Optimization Problem -- Optimization using pyOpt_sparse
================================================================================
Objective Function: _objfunc
Solution:
--------------------------------------------------------------------------------
Total Time: 0.0406
User Objective Time : 0.0013
User Sensitivity Time : 0.0367
Interface Time : 0.0022
Opt Solver Time: 0.0005
Calls to Objective Function : 2
Calls to Sens Function : 1
Objectives
Index Name Value
0 exec.y 0.000000E+00
Variables (c - continuous, i - integer, d - discrete)
Index Name Type Lower Bound Value Upper Bound Status
0 exec.a_0 c -1.000000E+03 -7.500000E+01 1.000000E+03
Constraints (i - inequality, e - equality)
Index Name Type Lower Value Upper Status Lagrange Multiplier (N/A)

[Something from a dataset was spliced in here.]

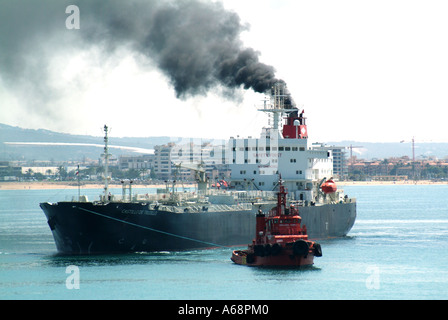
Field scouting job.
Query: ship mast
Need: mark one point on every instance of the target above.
(277, 105)
(106, 163)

0 exec.z e 2.500000E+01 2.500000E+01 2.500000E+01 9.00000E+100
1 End_Constraint i 2.000000E+01 2.500000E+01 1.000000E+30 9.00000E+100
--------------------------------------------------------------------------------
25.0 25
-75.0 -75
/usr/share/miniconda/envs/test/lib/python3.11/site-packages/openmdao/core/total_jac.py:1636: DerivativesWarning:Constraints or objectives [('exec.y', inds=[50])] cannot be impacted by the design variables of the problem.